With Thanksgiving behind us, the Christmas season is now fully upon us.
But let’s be honest. The Christmas season was fully upon us after Halloween.
And no, this will not be another rant about how it all starts too early and how I simply cannot abide non-stop Christmas music (and yet another updated rendition of “Baby It’s Cold Outside” and/or “All I Want for Christmas is You”) starting the first day of November.
To each his/her own. It’s not my preference to get it all going in early fall, but if it’s yours, knock yourself out.
Here at our house, we have to pace ourselves. We had 17 folks for Thanksgiving. My wife, the chief orchestrator of it all, sliced off a chunk of her thumb with her new “mandolin” (which I thought was solely the name of a musical instrument, but is also the term for a super-sharp slicer) the day before, rendering herself 90 percent unable to perform any hands-on preparation.
Typically, she still rose to the occasion. With her thumb wrapped in a large bandage and operating at a fairly high pain level, she gave instructions to all of us so we could help her carry out getting that meal on the table on Thursday and hosting our guests.
It also helped tremendously that she had a number of dishes already prepared.
I say all that to underscore the fact that, even if we were inclined to get all the Christmas decorations out and the tree up, it’s hardly feasible.

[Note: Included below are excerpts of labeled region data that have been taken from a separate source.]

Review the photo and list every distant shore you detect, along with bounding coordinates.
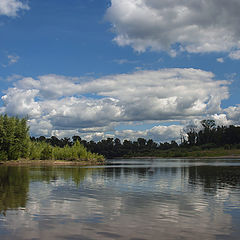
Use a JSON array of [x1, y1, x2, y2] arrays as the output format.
[[0, 160, 105, 166]]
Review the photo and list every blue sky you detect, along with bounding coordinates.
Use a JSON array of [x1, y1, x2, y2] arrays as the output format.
[[0, 0, 240, 141]]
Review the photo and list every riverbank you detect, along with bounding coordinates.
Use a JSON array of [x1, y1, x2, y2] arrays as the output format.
[[0, 159, 105, 166]]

As I come up on deadline, it’s still November, so I’m not terribly concerned. I have no doubt we will have a tree standing and a wreath on the door by Christmas Eve.
We still purchase a live tree every year. I would catch all kinds of grief if I ever decided to go the artificial route because I have made such a big deal out of the years I have fought the tree, stood it back up after it fell over (numerous times) and swept up thousands of the needles that inevitably fall to the floor. And don’t even get me started on lights, and finding that one bulb or string that doesn’t work, thus darkening most or all of the other ones, despite claims and warranties to the contrary.

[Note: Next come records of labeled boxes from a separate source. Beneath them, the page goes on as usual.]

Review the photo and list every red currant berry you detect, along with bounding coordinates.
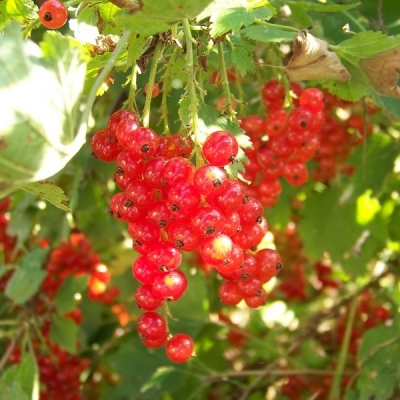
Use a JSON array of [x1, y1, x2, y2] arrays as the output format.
[[165, 333, 194, 363], [135, 284, 163, 311], [39, 0, 68, 29], [137, 311, 167, 340], [193, 165, 227, 196], [203, 131, 239, 167], [218, 281, 243, 306], [128, 127, 158, 158], [151, 270, 187, 301]]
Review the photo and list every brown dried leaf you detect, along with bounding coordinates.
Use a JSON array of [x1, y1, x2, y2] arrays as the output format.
[[285, 30, 350, 82], [359, 47, 400, 98]]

I will put up a few outside lights, usually intertwined in a garland around our door, but not surprisingly, I don’t overdo it.
The previous owners of our home went all out, and the address was included in a list of “must see” Brentwood homes for Christmas lights. I am sure it was a great disappointment to many the first Christmas after we moved in and things were dialed back, and I mean dialed back in a big way. As my former next door neighbor quipped back then, “Well I was used to living next to Opryland. I guess I can get used to Motel 6.”
That stung a little, but not enough for me to ramp it up.
Even though I tire of ubiquitous Christmas music on the radio and elsewhere, and love to make jokes about it, the music at Christmas is in fact one of my favorite parts of the season. I try to make it to the Christmas concert at Brentwood Baptist or the service of lessons and carols at Brentwood United Methodist, or both if I can work them in, and if I can’t attend a live performance of Handel’s Messiah in the area, I pull out an old CD and listen to it that way.
My wife and I usually pick out a couple of the Christmas concerts at the Ryman or the Schermorhorn to attend if we can, and purchase tickets months in advance.
I also am responsible for sending our family Christmas card and writing a letter to go with it if I decide to do so.
And yes, I have some opinions on Christmas letters, but I’ll keep those to myself.
As for shopping, that’s pretty simple. I don’t shop.
While there is much to be done, in this empty nest phase of life, my spouse and I are determined to not let it overwhelm us or let the early decorating (and music!) pressure us into something we are not ready for.
So let the festivities begin – all in due time, as you may define it.